In that moment, I tickled her, asked her why she was sad and she was cheered up in no time it seemed. But flash forward to bath time a few hours later when she cried for being asked to give her sister back the toy, and I may have overreacted.
“Sadler, you seem to be sad an awful lot lately and cry for no good reason.
You’re using a whole lot of good energy and wasting tears. Why are you so sad?”

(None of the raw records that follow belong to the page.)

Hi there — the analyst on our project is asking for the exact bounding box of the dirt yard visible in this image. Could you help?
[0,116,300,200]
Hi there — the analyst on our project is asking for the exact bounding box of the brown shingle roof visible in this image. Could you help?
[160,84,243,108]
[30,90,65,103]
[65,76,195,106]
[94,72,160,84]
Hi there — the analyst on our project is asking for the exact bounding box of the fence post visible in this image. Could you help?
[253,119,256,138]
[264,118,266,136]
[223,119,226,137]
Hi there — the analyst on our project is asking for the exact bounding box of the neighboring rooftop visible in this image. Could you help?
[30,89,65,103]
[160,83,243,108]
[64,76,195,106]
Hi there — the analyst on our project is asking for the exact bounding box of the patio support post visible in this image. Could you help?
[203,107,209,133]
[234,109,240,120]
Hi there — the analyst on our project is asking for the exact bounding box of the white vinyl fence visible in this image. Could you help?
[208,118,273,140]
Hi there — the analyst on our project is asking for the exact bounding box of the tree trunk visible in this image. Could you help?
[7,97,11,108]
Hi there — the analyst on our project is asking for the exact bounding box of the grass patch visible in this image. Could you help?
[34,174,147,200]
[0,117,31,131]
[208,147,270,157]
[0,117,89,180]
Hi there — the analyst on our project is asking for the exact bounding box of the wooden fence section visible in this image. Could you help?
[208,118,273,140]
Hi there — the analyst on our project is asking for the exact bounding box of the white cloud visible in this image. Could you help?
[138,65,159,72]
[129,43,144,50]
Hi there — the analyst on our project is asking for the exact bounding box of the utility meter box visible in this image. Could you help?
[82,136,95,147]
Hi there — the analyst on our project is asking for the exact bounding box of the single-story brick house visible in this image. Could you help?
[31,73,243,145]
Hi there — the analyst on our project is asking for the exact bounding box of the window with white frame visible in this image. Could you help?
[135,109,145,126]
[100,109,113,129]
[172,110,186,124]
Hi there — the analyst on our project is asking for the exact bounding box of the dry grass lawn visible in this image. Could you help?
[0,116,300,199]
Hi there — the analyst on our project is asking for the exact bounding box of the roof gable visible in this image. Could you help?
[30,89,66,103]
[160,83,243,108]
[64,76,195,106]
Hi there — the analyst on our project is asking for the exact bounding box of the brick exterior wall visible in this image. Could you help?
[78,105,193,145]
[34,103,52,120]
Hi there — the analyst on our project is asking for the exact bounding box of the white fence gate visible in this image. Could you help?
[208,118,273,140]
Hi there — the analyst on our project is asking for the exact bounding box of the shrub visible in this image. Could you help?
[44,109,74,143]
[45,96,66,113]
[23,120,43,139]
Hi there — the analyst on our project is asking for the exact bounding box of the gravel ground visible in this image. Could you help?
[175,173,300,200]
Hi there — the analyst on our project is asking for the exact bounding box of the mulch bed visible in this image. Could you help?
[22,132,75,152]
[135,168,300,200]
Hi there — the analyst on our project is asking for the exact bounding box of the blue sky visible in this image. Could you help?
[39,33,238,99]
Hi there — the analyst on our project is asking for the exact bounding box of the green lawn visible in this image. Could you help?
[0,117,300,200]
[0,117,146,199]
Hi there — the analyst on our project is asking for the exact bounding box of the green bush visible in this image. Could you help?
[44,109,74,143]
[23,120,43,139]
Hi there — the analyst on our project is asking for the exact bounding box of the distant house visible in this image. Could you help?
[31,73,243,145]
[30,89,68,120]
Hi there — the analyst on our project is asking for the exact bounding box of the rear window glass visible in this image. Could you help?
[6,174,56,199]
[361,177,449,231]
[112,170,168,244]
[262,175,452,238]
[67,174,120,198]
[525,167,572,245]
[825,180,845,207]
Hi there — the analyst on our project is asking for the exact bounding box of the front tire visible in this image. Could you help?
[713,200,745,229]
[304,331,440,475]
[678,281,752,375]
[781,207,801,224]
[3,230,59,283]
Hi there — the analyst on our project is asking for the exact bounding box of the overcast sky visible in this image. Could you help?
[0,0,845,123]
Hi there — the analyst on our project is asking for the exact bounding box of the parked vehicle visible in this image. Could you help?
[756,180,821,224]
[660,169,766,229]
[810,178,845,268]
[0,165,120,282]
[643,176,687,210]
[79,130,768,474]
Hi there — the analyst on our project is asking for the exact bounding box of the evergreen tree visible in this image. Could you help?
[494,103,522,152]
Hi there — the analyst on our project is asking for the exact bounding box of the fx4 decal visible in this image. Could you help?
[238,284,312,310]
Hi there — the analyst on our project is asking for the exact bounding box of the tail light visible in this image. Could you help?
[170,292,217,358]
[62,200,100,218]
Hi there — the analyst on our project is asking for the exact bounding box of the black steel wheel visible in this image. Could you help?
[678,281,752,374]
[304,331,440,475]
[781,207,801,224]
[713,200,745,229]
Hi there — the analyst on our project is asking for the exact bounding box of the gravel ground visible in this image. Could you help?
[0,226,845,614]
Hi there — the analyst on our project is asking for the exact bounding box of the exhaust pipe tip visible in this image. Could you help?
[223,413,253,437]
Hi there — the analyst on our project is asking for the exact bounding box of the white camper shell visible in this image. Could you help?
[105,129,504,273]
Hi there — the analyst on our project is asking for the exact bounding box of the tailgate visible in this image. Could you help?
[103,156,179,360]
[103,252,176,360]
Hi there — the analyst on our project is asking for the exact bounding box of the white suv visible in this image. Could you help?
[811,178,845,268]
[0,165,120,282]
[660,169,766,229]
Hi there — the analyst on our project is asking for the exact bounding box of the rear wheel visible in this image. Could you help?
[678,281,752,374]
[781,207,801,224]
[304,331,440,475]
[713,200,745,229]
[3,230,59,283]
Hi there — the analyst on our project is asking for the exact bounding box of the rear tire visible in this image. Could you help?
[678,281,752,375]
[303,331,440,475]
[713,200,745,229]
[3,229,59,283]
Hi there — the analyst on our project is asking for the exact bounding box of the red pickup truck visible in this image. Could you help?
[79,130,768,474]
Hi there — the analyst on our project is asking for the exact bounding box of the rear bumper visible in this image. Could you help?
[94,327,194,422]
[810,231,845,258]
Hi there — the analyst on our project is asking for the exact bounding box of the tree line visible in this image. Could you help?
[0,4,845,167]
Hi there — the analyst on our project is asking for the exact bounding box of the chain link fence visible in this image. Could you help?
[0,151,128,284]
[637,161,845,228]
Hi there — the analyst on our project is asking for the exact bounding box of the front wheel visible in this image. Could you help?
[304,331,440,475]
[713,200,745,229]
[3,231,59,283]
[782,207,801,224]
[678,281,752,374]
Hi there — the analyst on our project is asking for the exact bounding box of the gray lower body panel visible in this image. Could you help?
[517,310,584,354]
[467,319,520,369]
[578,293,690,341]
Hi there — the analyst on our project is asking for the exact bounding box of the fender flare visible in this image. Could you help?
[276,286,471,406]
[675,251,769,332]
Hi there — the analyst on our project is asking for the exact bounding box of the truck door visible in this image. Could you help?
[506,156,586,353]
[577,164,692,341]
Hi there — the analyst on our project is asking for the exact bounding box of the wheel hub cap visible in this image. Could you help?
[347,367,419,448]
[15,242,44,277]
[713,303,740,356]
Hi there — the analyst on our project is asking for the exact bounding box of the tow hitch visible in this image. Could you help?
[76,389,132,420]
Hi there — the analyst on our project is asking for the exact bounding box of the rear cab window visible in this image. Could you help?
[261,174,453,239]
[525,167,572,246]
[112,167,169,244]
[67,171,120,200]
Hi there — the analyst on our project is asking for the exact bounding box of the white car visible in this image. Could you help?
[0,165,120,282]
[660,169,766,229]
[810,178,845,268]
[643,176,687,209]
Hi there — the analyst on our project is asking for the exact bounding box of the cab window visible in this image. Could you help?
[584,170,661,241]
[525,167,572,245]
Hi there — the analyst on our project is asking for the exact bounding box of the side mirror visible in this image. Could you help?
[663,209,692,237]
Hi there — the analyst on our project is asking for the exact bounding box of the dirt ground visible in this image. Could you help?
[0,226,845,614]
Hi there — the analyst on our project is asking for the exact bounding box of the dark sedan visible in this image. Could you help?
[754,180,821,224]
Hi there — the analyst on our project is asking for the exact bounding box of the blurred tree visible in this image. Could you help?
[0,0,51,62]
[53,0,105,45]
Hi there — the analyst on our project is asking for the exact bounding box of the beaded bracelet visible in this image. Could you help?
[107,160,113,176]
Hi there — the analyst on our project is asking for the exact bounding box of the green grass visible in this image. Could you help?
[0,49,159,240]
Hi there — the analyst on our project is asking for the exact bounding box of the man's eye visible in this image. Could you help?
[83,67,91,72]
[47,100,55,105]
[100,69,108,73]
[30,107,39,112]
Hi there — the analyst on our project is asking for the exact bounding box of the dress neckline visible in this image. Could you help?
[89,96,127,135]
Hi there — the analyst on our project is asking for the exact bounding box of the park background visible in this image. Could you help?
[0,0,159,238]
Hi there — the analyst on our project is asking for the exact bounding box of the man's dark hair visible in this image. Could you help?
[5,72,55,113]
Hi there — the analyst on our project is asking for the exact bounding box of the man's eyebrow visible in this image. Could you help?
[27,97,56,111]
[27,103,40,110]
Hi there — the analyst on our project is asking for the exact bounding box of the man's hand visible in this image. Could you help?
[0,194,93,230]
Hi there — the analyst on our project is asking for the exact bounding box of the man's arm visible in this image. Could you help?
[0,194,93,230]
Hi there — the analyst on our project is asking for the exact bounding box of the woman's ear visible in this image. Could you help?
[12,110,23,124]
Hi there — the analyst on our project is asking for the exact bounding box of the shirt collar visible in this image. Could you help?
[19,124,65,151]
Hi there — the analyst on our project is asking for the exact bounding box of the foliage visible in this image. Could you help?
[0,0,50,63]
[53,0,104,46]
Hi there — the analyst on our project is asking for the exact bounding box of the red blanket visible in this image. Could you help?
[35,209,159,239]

I brought up the note she wrote on the white board earlier in the day and told her that people don’t “make us sad”. That we have a choice to be sad or to be happy and that sometimes (or a lot of the time), our feelings can trick us into going to a place in our minds that we shouldn’t go. I told her that while it’s okay to feel sad or to feel mad or to feel embarrassed, we shouldn’t build a house there — we can’t stay sad or mad or embarrassed forever.

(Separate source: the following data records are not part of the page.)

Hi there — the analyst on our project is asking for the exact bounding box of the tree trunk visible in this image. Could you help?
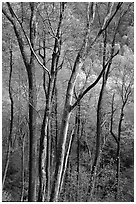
[76,103,80,202]
[2,45,14,189]
[20,133,25,202]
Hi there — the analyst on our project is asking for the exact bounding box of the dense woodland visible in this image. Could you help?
[2,2,134,202]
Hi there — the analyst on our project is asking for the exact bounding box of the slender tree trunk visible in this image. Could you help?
[20,133,25,202]
[115,105,124,201]
[27,2,37,202]
[2,45,14,189]
[76,103,80,202]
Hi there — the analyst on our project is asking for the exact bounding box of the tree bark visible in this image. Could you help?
[2,45,14,189]
[3,2,37,201]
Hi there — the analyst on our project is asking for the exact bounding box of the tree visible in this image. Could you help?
[50,3,121,201]
[2,3,37,201]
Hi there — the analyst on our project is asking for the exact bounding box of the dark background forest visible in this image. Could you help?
[2,2,134,202]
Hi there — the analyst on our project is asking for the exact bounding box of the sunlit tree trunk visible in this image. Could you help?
[2,42,14,189]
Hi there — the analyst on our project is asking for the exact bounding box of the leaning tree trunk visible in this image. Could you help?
[2,41,14,189]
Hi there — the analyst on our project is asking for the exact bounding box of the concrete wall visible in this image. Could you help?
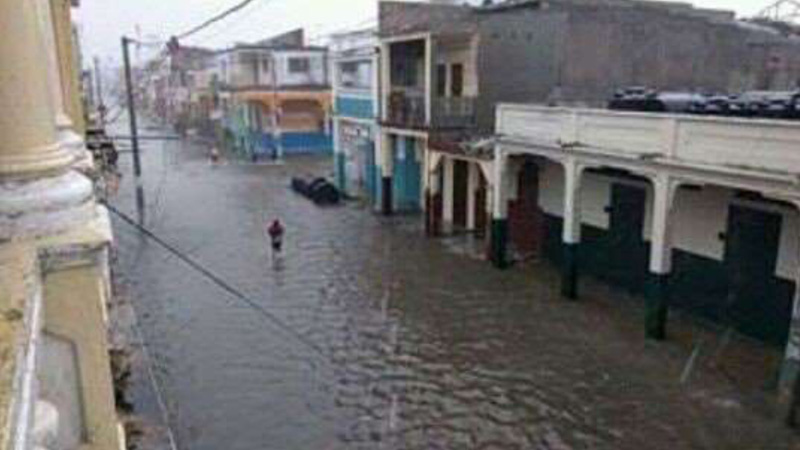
[546,3,800,104]
[378,1,476,38]
[275,50,328,86]
[477,9,567,128]
[433,37,479,97]
[539,162,800,281]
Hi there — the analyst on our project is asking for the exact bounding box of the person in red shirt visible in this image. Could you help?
[267,219,283,253]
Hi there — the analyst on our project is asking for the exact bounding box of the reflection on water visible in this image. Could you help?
[109,134,791,450]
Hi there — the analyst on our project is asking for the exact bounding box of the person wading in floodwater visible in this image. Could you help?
[267,219,283,258]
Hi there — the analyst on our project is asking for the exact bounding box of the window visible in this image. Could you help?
[289,58,310,73]
[339,61,372,89]
[436,64,447,97]
[450,63,464,97]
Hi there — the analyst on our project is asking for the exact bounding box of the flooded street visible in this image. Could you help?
[112,131,798,450]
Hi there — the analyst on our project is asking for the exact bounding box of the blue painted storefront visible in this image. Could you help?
[251,132,333,156]
[392,136,422,212]
[336,96,375,120]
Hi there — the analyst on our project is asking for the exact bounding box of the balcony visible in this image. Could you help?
[497,104,800,180]
[386,91,475,129]
[431,97,475,129]
[386,90,428,129]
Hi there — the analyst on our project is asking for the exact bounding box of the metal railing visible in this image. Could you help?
[432,97,475,128]
[387,91,427,128]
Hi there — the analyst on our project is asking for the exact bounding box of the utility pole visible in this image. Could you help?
[122,36,144,224]
[94,56,106,129]
[269,50,283,160]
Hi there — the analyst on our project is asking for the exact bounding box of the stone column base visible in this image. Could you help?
[644,273,669,341]
[489,219,508,269]
[381,176,393,216]
[561,242,580,300]
[0,171,96,241]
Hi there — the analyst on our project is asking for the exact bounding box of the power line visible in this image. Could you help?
[176,0,262,39]
[102,201,332,363]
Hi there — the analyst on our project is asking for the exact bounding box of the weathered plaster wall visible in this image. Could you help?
[539,162,800,281]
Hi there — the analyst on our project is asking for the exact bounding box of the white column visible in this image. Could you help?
[425,35,433,125]
[380,43,392,121]
[372,51,383,123]
[492,147,508,219]
[650,174,676,275]
[467,162,480,230]
[563,158,583,244]
[561,157,583,300]
[442,157,455,234]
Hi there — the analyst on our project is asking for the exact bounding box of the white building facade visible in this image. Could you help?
[331,29,380,204]
[492,104,800,412]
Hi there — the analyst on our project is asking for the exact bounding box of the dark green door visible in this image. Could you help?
[723,206,789,341]
[601,184,648,293]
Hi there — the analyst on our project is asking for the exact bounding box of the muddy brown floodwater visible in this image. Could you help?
[109,126,797,450]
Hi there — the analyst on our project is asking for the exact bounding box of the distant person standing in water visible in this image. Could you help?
[267,219,284,255]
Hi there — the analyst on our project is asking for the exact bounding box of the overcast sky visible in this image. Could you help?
[75,0,773,65]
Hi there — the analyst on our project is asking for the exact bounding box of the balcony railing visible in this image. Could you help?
[387,91,427,128]
[387,91,475,129]
[432,97,475,128]
[497,104,800,177]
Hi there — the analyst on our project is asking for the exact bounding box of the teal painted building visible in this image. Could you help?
[331,30,380,205]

Fast forward to bedtime. Tonight’s books chosen to read: On the Night You Were Born and Where Ever You Are My Love Will Find You by Nancy Tillman. (Side note: I am beyond grateful that when our family hosted a beautiful baby shower for us before Sadler was born, they requested guests to bring a signed book rather than a card. Oh, the book collection we started before this child was even born! And a shout-out to my dear friends Melissa and Nicole for gifting us those 2 precious books – xoxo)
As we were reading On The Night You Were Born, after I read the words “You are a miracle…” she said, “Hey Mommy, what’s a miracle?”

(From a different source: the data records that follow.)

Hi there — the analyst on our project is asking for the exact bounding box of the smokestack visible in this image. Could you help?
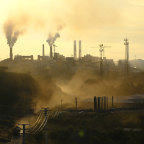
[50,46,53,59]
[79,40,82,59]
[74,40,77,60]
[10,47,13,60]
[42,44,45,57]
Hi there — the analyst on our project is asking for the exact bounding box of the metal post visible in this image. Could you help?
[19,124,29,144]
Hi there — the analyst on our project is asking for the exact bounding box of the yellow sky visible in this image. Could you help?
[0,0,144,60]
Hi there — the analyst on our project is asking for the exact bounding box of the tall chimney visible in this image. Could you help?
[79,40,82,59]
[50,46,53,59]
[74,40,77,60]
[10,47,13,60]
[42,44,45,57]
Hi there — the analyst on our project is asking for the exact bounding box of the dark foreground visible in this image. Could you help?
[10,112,144,144]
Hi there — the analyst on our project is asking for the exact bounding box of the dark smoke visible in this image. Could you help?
[47,33,60,46]
[4,21,23,48]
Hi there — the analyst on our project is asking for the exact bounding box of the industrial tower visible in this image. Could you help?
[79,40,82,59]
[124,38,129,76]
[74,40,77,60]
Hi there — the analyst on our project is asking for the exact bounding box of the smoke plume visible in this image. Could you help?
[47,33,60,46]
[4,15,29,48]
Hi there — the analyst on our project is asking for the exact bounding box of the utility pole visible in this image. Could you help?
[61,99,63,110]
[124,38,129,76]
[94,96,97,112]
[75,97,78,112]
[19,124,29,144]
[43,108,48,144]
[112,96,114,108]
[99,44,104,75]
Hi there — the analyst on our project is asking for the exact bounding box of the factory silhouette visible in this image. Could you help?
[0,36,144,76]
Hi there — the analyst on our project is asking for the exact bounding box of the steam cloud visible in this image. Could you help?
[47,33,60,46]
[4,22,22,48]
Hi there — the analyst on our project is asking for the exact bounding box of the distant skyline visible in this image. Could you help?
[0,0,144,60]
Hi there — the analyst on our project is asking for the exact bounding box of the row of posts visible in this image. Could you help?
[75,96,114,112]
[94,96,114,112]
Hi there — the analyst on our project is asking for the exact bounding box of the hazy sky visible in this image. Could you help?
[0,0,144,60]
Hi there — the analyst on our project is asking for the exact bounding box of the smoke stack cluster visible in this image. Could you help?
[47,33,60,59]
[74,40,82,60]
[4,21,20,60]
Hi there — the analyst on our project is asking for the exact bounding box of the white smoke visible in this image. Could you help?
[47,33,60,46]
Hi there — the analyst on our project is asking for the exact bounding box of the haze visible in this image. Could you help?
[0,0,144,60]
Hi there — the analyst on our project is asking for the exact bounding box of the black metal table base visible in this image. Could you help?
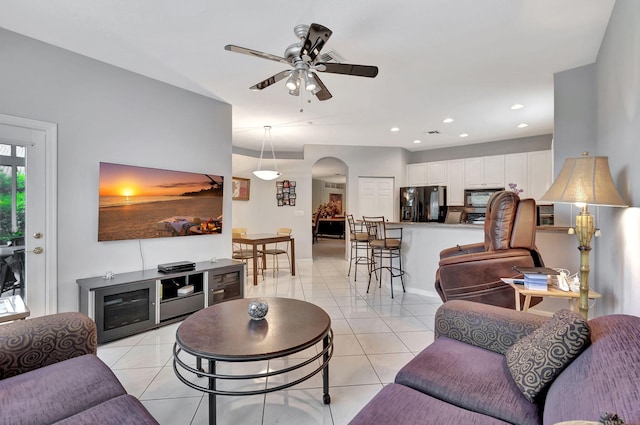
[173,329,333,425]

“A miracle is something that happens that you thought never would. Something that only God knows how and why it happened. And you’re MY miracle.”
She furrowed her brow.
“Mommy’s doctor told her once that my body wasn’t working like it should and I would never be able to have my own kids.”
Her eyes lit up.
“Well, that sounds like a pretty silly doctor. And that’s pretty cool. My friend Miracle has the same name as a miracle,just like my name means that I’m sad.”
I may have stopped breathing for a second. Or maybe my heart stopped beating for just a tiny bit. I don’t know. But I knew I had to stop reading to straighten up a few things for her. My spirit was crushed that my little girl had taken her name and labeled herself as sad, and I was crushed to think that she actually believed it.
“Sadler, has Mommy ever told you where your name came from?”
Grins. “No. But tell me.”
“When Mommy got pregnant with you and found out you would be a girl, I asked GaGa what her Mommy’s name was. And her name was Cecilia Sadler. The moment I heard it, I knew that would be your first name. And my Mama Dot’s name was Dorothy Mae, so that’s how you became Sadler Mae Terrell.”
She smiled, a big smile. And then she wanted to know how her sister got her name. I told her that I had a friend in college who named her daughter Everly and I just loved the name, but that Everly’s middle name (Jean) came from Great Granny Betty (Betty Jean), GaGa (Debra Jean), my aunt Linda Jean who lives in heaven and Ga Ga’s daddy (Gene) who also lives in heaven.
“Mommy, Everly and me are SO LUCKY.”
“You sure are, my sweet girl.”
That moment will be one I never forget for as long as I live.
The joy I saw in her eyes as she listened attentively to her namesake was precious in every way. And the realization that she’d never have to identify herself as “sad Sadler” ever again, for now she knew the truth about how she came to be Sadler Mae.
We talked about how she could respond if someone made fun of her name and called her “Sad” — and boy is she ready! She repeated back to me (almost verbatim) what I told her, and even remembered that a “silly doctor told Mommy that her body was broken and she couldn’t have a baby, but she did.”
What a miracle you are, Sadler Mae.
What a blessing you are to your Daddy and I.
What an incredible big sister you are to Everly Jean.
What a gigantic heart you have.
You think you’re lucky. You have no idea how lucky I feel that God chose me to be your mama.
And as I tucked the girls in and we said our prayers, I asked her what she wanted to pray for:
“For Daddy to get home safely tonight and not to have mud on his shoes.
For me to never have to eat mushrooms again because I don’t like them.
And for God to give me a brother or a sister.”